It's only fair to share…

A few weeks ago I wrote about screening for preschoolers. This touched a nerve as it has had the most comments of any blog I have written. The notion of “screening” children to determine their “fitness” for school together with the proposed “emotional wellness checks” for three year olds has the potential to do considerable harm to children who may be “diagnosed” with “conditions” they do not actually have.

There is another screening and intervention program, which sounds warm and fuzzy but will also do far more harm than good. This is the proposal for early intervention in teenagers to prevent psychosis which is being promoted by certain psychiatrists like Patrick McGorry who seem to have the ear of government.

Sounds lovely until you realize the fundamental flaw is that we do not have the capacity to determine which behaviours are pointers to psychosis and that there is NO evidence that so called “early intervention” actually achieves anything.

More to the point there are no specific behaviours that can be identified in people “at risk” of psychosis that might not be found in other people. The false positive rate could be as high as 90%. In other words nine out of ten people who receive “early intervention” which may include being prescribed potent antipsychotic medication will not need it, as they are NOT at risk. The harm done from prescribing these drugs to teenagers is not insignificant. Yet far worse is the labeling of healthy teenagers as having a disorder.

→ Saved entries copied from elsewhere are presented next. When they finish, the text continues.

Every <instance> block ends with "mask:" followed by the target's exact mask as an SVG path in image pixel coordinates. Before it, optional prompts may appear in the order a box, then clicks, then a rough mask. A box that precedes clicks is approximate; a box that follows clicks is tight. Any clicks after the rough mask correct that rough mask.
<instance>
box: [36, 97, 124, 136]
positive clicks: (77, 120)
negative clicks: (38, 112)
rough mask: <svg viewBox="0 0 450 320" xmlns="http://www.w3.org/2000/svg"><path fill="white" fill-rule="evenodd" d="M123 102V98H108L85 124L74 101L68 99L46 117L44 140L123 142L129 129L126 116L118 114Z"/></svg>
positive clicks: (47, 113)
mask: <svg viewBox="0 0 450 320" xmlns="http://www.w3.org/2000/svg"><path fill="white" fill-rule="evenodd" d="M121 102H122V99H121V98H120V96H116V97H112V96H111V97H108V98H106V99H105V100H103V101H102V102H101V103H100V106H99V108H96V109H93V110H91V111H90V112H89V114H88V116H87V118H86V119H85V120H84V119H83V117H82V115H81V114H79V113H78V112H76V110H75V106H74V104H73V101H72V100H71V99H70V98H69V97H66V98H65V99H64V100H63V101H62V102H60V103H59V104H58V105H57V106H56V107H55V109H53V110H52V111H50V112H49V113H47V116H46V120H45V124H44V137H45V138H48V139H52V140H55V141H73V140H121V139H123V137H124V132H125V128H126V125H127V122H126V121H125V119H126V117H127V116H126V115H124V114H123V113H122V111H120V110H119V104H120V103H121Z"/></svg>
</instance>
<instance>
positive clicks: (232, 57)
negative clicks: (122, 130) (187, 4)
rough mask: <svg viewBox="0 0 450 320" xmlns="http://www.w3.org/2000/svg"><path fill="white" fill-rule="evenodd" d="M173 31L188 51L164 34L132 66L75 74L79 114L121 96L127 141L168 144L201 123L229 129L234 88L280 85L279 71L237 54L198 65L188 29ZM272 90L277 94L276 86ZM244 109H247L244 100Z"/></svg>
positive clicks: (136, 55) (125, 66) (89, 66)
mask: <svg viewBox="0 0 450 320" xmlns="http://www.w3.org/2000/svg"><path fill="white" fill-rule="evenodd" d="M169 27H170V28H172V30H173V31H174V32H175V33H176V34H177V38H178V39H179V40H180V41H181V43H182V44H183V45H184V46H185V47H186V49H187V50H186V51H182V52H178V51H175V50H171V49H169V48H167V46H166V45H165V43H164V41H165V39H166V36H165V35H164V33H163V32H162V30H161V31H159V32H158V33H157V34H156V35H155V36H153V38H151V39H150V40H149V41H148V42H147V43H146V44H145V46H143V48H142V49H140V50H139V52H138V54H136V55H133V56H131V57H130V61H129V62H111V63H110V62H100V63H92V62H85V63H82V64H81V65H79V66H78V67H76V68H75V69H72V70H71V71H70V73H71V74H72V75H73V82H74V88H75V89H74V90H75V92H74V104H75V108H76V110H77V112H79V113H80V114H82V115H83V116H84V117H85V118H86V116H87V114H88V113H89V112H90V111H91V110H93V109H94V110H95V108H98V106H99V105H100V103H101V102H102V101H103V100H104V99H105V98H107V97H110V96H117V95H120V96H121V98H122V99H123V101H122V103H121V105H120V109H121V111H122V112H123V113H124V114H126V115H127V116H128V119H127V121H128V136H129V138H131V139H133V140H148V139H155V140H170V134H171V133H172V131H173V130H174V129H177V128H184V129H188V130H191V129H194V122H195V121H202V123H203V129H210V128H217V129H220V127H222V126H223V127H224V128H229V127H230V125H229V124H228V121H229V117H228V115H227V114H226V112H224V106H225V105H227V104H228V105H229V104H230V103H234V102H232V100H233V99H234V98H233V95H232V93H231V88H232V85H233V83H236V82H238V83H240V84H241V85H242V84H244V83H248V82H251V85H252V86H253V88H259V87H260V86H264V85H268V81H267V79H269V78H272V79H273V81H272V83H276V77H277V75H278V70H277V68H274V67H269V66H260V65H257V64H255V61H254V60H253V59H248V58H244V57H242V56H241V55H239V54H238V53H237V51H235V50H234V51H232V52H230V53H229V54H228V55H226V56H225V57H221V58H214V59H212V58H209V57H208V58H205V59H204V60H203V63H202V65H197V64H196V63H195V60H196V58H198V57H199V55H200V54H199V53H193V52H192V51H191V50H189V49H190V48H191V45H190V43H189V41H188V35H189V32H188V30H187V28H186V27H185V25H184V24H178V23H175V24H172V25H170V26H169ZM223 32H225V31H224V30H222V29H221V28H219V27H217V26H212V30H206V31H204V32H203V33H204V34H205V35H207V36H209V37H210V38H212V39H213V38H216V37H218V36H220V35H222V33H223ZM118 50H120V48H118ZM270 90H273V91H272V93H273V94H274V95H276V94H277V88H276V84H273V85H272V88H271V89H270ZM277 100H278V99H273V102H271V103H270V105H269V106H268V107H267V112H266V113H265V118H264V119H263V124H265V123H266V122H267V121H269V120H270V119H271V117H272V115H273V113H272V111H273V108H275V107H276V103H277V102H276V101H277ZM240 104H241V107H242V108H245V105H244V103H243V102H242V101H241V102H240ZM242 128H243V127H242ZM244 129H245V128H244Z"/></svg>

Just imagine the effect on an impressionable teen of a professor telling them they have a disease, which will be lifelong, and that they need medication. How will that affect the teenager’s view of self? And who is going to unravel the mess and tell them it was all a mistake – sorry!

According to Allen Francis M.D. who chaired the DSM-IV task force this is a “reckless experiment”.  Writing on Psychology Today he describes McGorry as …”a false prophet whose visions are offered at least a few decades before their time. Australia, led astray by his impractical hopes, is about to embark on a vast and untried public health experiment that will almost surely cause more harm to its children than it prevents.”

Some $400 million has been allocated to the project over the next five years to roll out Early Intervention Prevention and Intervention Centres. As Allen Francis points out there are a number of steps, which need to be taken before any such program could commence. This includes developing a reliable definition of psychosis risk, using it in ways that has an acceptable false positive rate and demonstrating that the interventions are indeed effective!

Sounds obvious, but not to the government, or the program’s supporters.

A trial of use of antipsychotic medication in children as young as 15 was aborted due to ethical concerns. The trial was to see whether use of drugs like Seroquel (whose manufacturer settled a suit in the USA for A$623 million for failing to warn the drug may cause diabetes) would prevent psychoses like schizophrenia in 15 to 40 year olds. The ethical concern was that children who had not even been diagnosed with a psychiatric illness would be exposed to drugs with significant side effects.

The well-respected Cochrane collaboration found no evidence that early intervention could prevent psychosis.

Francis concludes “McGorry’s intentions are clearly noble, but so were Don Quixote’s. The kindly knight’s delusional good intentions and misguided interventions wreaked havoc and confusion at every turn. Sad to say, Australia’s well-intended impulse to protect its children will paradoxically put them at greater risk. Let’s applaud McGorry’s vision but not blindly follow him down an unknown path fraught with dangers.”

Teens are seen as an “untapped” section of the medical marketplace because by and large they are healthy. The pharmaceutical industry sees market potential as we see above and so do device makers as is witnessed by a push to do lap band surgery in teenagers.

Meanwhile simple things are ignored. Teenagers who get enough sleep are less likely to crash their car or be involved in bullying. Teenagers who talk to their fathers about things that matter to them are less likely to smoke.

Sleep and talk are “interventions” that do not cost millions of dollars and do not have side effects. They also do not come with research dollars for promoters or lucrative government contracts.

Our teenagers need our love, support and guidance. They do not need to be part of an experiment in which they are given potent psychoactive medications and labeled as having a disease, which they do not have.